4. Somut olayda; İlk Derece Mahkemesince verilen kararda, sözleşmenin diğer hükümleri ile birlikte değerlendirildiğinde ön ödemeli konut satış sözleşmesi olduğu, dava konusu sözleşmenin 6502 sayılı Tüketicinin Korunması Hakkında Kanun’da öngörülen şartlara uygun olarak düzenlenmediği ve geçersiz olduğu, sözleşmede tüketicinin cayma hakkının yasaya uygun şekilde düzenlenmediği gerekçesiyle davanın kabulüne karar verilmiştir.

5. Kararın davalı vekili tarafından istinaf edilmesi üzerine Bölge Adliye Mahkemesince, taraflar arasında imzalanan sözleşmenin ev satın alımına ilişkin olup, bu sözleşme uyarınca ödenen ücretlerin iadesi ve sözleşmenin iptali için eldeki davanın açıldığı, 4721 sayılı Türk Medeni Kanunu'nun 706. maddesi uyarınca taşınmaz mülkiyetinin devrini amaçlayan sözleşmelerin geçerli olması için resmî yazılı şekilde düzenlenmesinin geçerlilik koşulu olduğu, ancak taraflar arasında yapılan sözleşmenin bu koşulu sağlamadığı ve geçersiz olduğu, geçersiz sözleşmeye göre de sebepsiz zenginleşme hükümleri uyarınca herkesin aldığını iade ile sorumlu olduğu bu nedenle İlk Derece Mahkemesince ödenen bedelin iadesi ve sözleşmenin iptaline yönelik verilen kararın yerinde olduğu, ancak İlk Derece Mahkemesince 15.510,00 TL yönünden iade kararı verildiği, mahkemece verilen iptal kararının sözleşmenin geçersizliğinin tespiti mahiyetinde olduğu, dava değerinin ödenen bedel kadar kabul edilerek harç ve vekâlet ücretinin buna göre belirlenmesi gerektiği oysa sözleşmenin toplam tutarı üzerinden harç ve vekâlet ücreti alındığı ve bu durumun doğru olmadığı gerekçesiyle davalı vekilinin istinaf başvurusunun kısmen kabulü ile İlk Derece Mahkemesi kararı kaldırılarak harç ve vekâlet ücreti yönünden düzeltilmek suretiyle yeniden esas hakkında hüküm kurulmasına ve davanın kabulüne karar verilmiştir.

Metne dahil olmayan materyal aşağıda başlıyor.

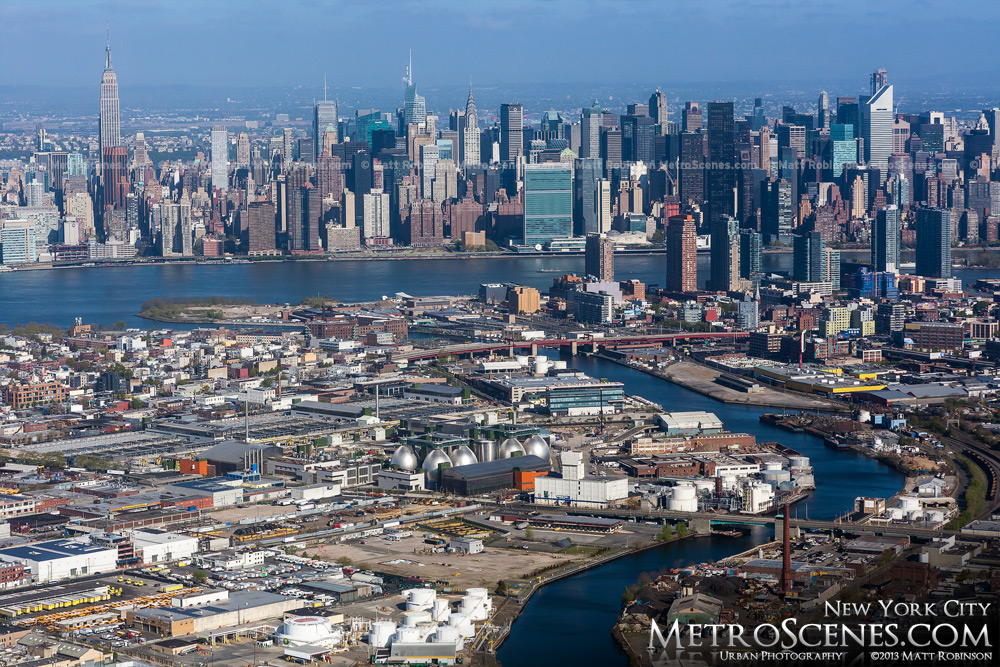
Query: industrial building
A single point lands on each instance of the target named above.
(210, 610)
(479, 478)
(62, 559)
(574, 487)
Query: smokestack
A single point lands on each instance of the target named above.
(786, 553)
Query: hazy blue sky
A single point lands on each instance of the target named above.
(293, 42)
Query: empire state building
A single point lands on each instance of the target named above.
(110, 115)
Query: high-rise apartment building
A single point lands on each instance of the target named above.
(885, 240)
(934, 243)
(600, 257)
(682, 254)
(548, 202)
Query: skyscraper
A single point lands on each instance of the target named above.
(885, 240)
(720, 195)
(721, 175)
(511, 132)
(823, 110)
(682, 254)
(470, 134)
(110, 122)
(692, 168)
(220, 158)
(414, 106)
(324, 120)
(586, 177)
(600, 257)
(590, 131)
(658, 110)
(877, 129)
(809, 261)
(548, 202)
(934, 243)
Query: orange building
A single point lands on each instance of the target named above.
(23, 395)
(193, 467)
(524, 480)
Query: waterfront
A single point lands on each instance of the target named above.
(107, 294)
(570, 621)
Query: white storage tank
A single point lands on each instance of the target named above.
(381, 633)
(440, 611)
(412, 618)
(419, 599)
(406, 635)
(448, 635)
(683, 492)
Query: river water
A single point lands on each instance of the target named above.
(570, 621)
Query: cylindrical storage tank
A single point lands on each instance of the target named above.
(440, 610)
(536, 446)
(306, 629)
(486, 450)
(412, 618)
(406, 635)
(478, 593)
(509, 448)
(463, 456)
(420, 599)
(434, 460)
(473, 608)
(683, 493)
(381, 633)
(447, 635)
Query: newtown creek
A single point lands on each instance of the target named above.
(569, 622)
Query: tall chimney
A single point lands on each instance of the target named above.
(786, 554)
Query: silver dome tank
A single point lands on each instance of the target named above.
(463, 456)
(404, 458)
(510, 447)
(536, 446)
(434, 460)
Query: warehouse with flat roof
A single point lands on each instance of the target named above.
(489, 476)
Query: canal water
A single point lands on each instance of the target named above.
(570, 621)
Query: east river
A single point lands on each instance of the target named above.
(570, 621)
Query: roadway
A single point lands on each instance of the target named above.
(609, 342)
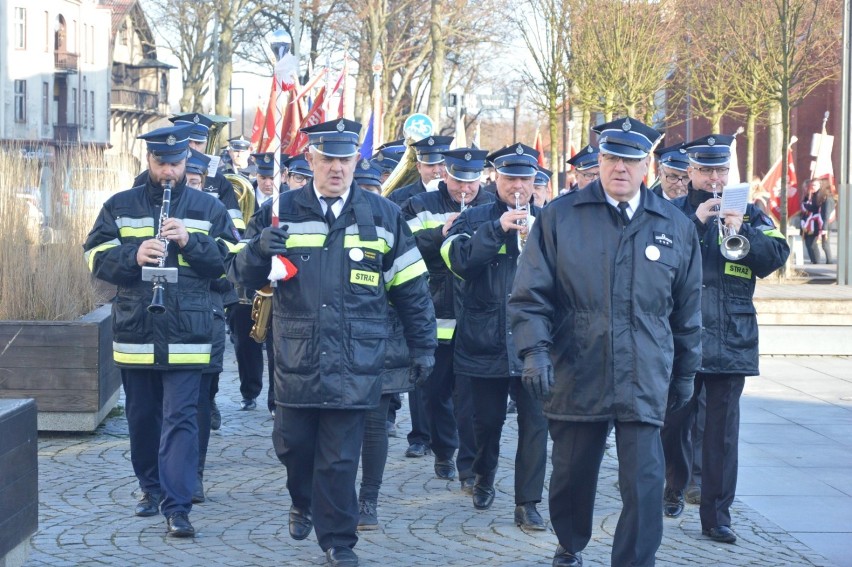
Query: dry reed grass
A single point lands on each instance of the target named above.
(42, 272)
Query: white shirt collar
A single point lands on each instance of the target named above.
(633, 204)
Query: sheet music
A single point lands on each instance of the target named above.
(213, 166)
(735, 198)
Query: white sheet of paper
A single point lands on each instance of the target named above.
(213, 166)
(735, 198)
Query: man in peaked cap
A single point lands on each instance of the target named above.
(586, 163)
(673, 179)
(607, 341)
(162, 355)
(430, 166)
(727, 311)
(541, 186)
(353, 254)
(430, 216)
(482, 248)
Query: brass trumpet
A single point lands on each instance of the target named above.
(733, 246)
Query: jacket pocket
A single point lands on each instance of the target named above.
(481, 331)
(296, 349)
(195, 319)
(367, 346)
(131, 321)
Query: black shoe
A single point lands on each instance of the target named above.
(483, 491)
(368, 518)
(445, 470)
(565, 558)
(148, 504)
(341, 556)
(179, 525)
(673, 503)
(528, 518)
(301, 523)
(417, 450)
(215, 416)
(722, 534)
(693, 494)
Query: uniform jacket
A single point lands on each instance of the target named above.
(404, 193)
(426, 214)
(180, 337)
(485, 258)
(619, 309)
(729, 336)
(330, 321)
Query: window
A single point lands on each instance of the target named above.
(45, 104)
(20, 28)
(20, 100)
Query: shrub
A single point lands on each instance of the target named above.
(47, 207)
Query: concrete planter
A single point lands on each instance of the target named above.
(65, 366)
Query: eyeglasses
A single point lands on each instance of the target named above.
(612, 159)
(708, 171)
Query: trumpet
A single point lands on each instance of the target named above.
(733, 246)
(523, 233)
(160, 275)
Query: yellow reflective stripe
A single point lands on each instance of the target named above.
(132, 232)
(306, 241)
(89, 255)
(354, 241)
(737, 270)
(130, 353)
(409, 273)
(446, 328)
(189, 358)
(445, 253)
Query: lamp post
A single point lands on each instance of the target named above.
(378, 67)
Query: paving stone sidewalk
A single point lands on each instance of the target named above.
(86, 510)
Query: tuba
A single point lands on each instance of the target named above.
(733, 246)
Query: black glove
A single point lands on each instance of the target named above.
(538, 374)
(680, 392)
(420, 369)
(272, 241)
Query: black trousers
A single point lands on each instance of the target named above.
(449, 405)
(161, 409)
(321, 449)
(720, 453)
(683, 436)
(489, 414)
(248, 352)
(578, 449)
(374, 452)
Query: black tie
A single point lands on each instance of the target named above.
(622, 208)
(329, 214)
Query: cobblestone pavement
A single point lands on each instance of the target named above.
(86, 510)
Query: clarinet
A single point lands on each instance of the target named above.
(161, 275)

6. Bölge Adliye Mahkemesince verilen kararın, davalı vekili tarafından temyiz edilmesi üzerine Özel Dairece, davalının katılımcılara belirli bir hizmet bedeli karşılığında ve gayrimenkul alımı konusunda organizasyon hizmeti sunmayı taahhüt ettiği, doğrudan taşınmaz mülkiyetinin devrini konu edinmeyen bu sözleşmenin geçerlilik şekli bulunmayıp, İlk Derece Mahkemesinin ve Bölge Adliye Mahkemesinin aksi yöndeki gerekçelerinin yerinde olmadığı, sözleşmede öngörülen vade, davacının sistemde kaldığı süre ve çekilişin yapılmış olmasına göre sözleşmenin 7. maddesi uyarınca davacının organizasyon ücretinin iadesini isteyemeyeceği, ancak davalının 18.05.2017 tarihli cevabi ihtarındaki beyanı nazara alınarak 8.426,00 TL'nin tahsiline hükmedilmesi gerektiği gerekçesiyle bozma kararı verilmiştir.

7. Özel Dairenin bozma kararı üzerine Bölge Adliye Adliye Mahkemesince, önceki karar gerekçesi yanında, taraflar arasında imzalanan sözleşmenin 7. maddesindeki organizasyon ücreti iade edilmez şartına göre davacı tarafından ödenen miktarın tamamının davalı tarafça organizasyon ücreti olarak belirlenebileceği, bu durumun haksız şart niteliğinde olduğu, aynı nitelikte verilen kararların Yargıtayca onandığı belirtilerek yeni bir gerekçeyle direnme kararı verildiği anlaşılmıştır.

8. Bu durumda Bölge Adliye Mahkemesinin direnme olarak adlandırdığı kararın usul hukuku anlamında gerçek bir direnme kararı olmadığı; ilk kararda tartışılıp, değerlendirilmemiş yeni bir gerekçeye dayalı yeni hüküm niteliğinde olduğu kabul edilmelidir.

9. Hâl böyle olunca kurulan bu yeni hükmün temyiz incelenmesini yapma görevi Hukuk Genel Kuruluna değil, Özel Daireye aittir.

10. Bu nedenle, yeni hükme yönelik temyiz itirazlarının incelenmesi için dosyanın Özel Daireye gönderilmesi gerekir.

KARAR

Açıklanan sebeplerle;

Davalı vekilinin yeni hükme yönelik temyiz itirazlarının incelenmesi için dosyanın YARGITAY 6. HUKUK DAİRESİNE GÖNDERİLMESİNE,

19.02.2025 tarihinde yapılan görüşmede oy birliğiyle kesin olarak karar verildi.